Investor-state dispute settlement in Tanzania

The government of Tanzania recognises that foreign direct investment can act as a driver for economic development. The Fifth Phase Government has demonstrated renewed commitment to industrialisation for Tanzania’s economic development and foreign investors are vastly encouraged to invest. But in what would seem as an illogical move, Tanzania has embarked on process of regulation of its foreign investment regime by enacting legislation, which exclude international arbitration.

In September 2018, the government passed the Public Private Partnership (Amendment) Act, No. 9 of 2018. The Act bans international arbitration as a method of resolving investor-state disputes. Public Private Partnership agreements will be governed by Tanzanian law and subject to local arbitration under the arbitration laws of Tanzania.

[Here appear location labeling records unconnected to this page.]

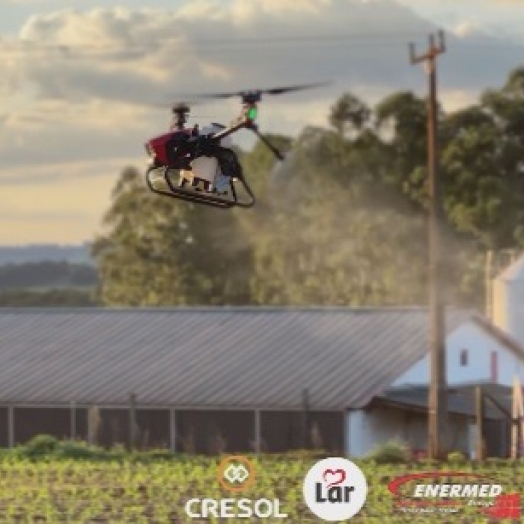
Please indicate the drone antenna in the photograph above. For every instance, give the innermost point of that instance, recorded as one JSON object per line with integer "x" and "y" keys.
{"x": 180, "y": 112}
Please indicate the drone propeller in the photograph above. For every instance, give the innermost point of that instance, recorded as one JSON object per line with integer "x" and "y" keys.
{"x": 259, "y": 92}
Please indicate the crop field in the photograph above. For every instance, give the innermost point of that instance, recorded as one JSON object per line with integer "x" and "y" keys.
{"x": 155, "y": 491}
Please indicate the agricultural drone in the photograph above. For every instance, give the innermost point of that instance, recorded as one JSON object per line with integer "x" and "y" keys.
{"x": 197, "y": 165}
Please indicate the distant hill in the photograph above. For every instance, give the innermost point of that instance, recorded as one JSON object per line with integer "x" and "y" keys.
{"x": 30, "y": 253}
{"x": 47, "y": 275}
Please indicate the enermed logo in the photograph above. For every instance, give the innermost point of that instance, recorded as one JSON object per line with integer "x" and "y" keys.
{"x": 335, "y": 489}
{"x": 235, "y": 474}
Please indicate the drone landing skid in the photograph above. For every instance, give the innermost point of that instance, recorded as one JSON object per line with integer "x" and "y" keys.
{"x": 168, "y": 182}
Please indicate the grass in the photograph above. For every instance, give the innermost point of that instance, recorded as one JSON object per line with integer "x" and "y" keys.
{"x": 153, "y": 489}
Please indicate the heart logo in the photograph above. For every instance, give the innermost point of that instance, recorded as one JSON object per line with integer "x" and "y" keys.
{"x": 334, "y": 476}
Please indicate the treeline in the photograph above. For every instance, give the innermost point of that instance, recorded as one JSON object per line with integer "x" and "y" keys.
{"x": 343, "y": 221}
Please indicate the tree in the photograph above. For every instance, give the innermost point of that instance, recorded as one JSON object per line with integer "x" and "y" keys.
{"x": 349, "y": 114}
{"x": 162, "y": 251}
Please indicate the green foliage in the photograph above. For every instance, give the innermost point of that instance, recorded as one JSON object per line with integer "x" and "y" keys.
{"x": 392, "y": 452}
{"x": 342, "y": 221}
{"x": 158, "y": 251}
{"x": 130, "y": 491}
{"x": 457, "y": 457}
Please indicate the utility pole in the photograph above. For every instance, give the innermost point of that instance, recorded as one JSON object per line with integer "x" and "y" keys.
{"x": 437, "y": 423}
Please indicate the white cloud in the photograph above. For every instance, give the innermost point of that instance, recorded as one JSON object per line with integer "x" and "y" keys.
{"x": 86, "y": 99}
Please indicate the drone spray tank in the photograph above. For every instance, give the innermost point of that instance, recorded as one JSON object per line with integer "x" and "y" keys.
{"x": 201, "y": 180}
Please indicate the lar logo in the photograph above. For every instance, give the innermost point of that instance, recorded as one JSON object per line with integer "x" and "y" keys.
{"x": 236, "y": 473}
{"x": 335, "y": 489}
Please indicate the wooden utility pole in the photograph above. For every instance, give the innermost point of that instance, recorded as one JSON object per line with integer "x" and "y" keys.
{"x": 437, "y": 424}
{"x": 479, "y": 415}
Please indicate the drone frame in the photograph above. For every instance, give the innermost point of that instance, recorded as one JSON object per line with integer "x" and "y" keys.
{"x": 245, "y": 121}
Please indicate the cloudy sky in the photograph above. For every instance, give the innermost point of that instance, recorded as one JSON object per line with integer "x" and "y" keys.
{"x": 80, "y": 80}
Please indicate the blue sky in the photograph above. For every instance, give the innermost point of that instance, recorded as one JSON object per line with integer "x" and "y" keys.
{"x": 70, "y": 123}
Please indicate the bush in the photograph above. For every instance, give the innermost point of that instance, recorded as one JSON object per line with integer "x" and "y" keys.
{"x": 392, "y": 452}
{"x": 40, "y": 445}
{"x": 457, "y": 457}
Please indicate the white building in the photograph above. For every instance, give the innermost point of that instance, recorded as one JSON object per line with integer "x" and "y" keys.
{"x": 257, "y": 378}
{"x": 478, "y": 352}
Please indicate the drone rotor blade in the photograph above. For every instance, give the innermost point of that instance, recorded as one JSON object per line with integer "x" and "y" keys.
{"x": 280, "y": 90}
{"x": 221, "y": 95}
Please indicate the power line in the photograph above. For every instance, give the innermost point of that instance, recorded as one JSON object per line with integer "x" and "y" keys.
{"x": 360, "y": 39}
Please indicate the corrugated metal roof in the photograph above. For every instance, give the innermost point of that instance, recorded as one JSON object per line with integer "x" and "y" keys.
{"x": 209, "y": 357}
{"x": 461, "y": 400}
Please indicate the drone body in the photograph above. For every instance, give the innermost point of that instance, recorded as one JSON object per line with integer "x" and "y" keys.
{"x": 198, "y": 165}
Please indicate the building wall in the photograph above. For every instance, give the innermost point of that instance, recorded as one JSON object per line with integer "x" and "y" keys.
{"x": 367, "y": 429}
{"x": 487, "y": 360}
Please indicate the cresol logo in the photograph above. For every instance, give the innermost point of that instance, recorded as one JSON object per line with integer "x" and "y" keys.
{"x": 236, "y": 474}
{"x": 335, "y": 489}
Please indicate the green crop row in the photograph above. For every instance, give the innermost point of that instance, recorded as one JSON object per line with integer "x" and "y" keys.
{"x": 130, "y": 491}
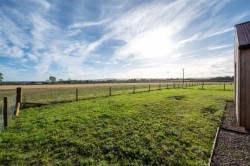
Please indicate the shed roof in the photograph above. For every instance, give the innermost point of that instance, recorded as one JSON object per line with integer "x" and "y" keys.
{"x": 243, "y": 34}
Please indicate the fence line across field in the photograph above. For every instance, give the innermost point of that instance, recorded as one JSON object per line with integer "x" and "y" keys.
{"x": 10, "y": 106}
{"x": 48, "y": 96}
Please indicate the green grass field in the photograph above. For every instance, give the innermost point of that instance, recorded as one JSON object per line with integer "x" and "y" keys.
{"x": 162, "y": 127}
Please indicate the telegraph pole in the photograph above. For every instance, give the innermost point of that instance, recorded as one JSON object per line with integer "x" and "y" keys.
{"x": 183, "y": 76}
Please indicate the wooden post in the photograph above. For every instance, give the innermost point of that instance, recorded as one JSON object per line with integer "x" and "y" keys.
{"x": 5, "y": 112}
{"x": 17, "y": 109}
{"x": 76, "y": 94}
{"x": 18, "y": 97}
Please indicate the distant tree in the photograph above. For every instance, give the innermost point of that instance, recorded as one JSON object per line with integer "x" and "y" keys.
{"x": 1, "y": 77}
{"x": 61, "y": 81}
{"x": 52, "y": 79}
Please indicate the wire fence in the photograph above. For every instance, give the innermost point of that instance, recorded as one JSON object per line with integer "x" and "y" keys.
{"x": 64, "y": 94}
{"x": 11, "y": 107}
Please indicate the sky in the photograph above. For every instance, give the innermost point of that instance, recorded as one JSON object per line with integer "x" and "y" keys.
{"x": 99, "y": 39}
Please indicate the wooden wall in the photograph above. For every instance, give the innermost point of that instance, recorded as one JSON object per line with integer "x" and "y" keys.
{"x": 242, "y": 84}
{"x": 245, "y": 88}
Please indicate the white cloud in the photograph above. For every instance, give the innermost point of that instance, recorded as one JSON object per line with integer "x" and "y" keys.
{"x": 87, "y": 24}
{"x": 195, "y": 37}
{"x": 218, "y": 47}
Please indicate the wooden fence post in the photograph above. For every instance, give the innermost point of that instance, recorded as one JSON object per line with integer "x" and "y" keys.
{"x": 17, "y": 109}
{"x": 76, "y": 94}
{"x": 18, "y": 98}
{"x": 5, "y": 112}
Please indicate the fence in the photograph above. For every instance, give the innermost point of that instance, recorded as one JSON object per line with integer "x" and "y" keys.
{"x": 42, "y": 96}
{"x": 1, "y": 115}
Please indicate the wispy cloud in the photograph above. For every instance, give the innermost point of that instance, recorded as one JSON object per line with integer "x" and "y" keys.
{"x": 140, "y": 39}
{"x": 218, "y": 47}
{"x": 193, "y": 38}
{"x": 87, "y": 24}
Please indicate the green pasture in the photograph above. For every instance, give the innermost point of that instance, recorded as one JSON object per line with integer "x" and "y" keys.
{"x": 161, "y": 127}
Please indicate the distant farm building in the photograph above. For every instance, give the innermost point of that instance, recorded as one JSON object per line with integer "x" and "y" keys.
{"x": 242, "y": 73}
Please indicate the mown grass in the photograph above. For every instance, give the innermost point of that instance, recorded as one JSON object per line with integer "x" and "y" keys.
{"x": 167, "y": 127}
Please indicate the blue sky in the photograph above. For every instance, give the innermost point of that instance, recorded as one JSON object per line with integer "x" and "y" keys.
{"x": 96, "y": 39}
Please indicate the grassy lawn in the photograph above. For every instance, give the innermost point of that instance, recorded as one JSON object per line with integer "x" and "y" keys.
{"x": 163, "y": 127}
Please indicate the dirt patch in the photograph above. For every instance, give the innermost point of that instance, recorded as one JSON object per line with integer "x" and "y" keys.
{"x": 233, "y": 145}
{"x": 176, "y": 97}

Another significant reform was done by the government by terminating its bilateral investment treaty (BIT) with the Kingdom of the Netherlands. The government gave the Dutch government a notification of its intention to terminate the treaty before the 1 October 2018 deadline when the treaty was set to expire on 1 April 2019. It is unclear whether this move was directed only towards the Netherlands BIT or whether the government will also terminate all its remaining BITs.

Significant reforms

In July 2017, Parliament passed three pieces of legislation that introduced significant reforms to the legal and institutional framework governing oil, gas and mining sectors. These are the Written Laws (Miscellaneous Amendments) Act 2017, the Natural Wealth and Resources (Permanent Sovereignty) Act 2017 and the Natural Wealth and Resources (Review and Re-Negotiation of Unconscionable Terms) Act 2017.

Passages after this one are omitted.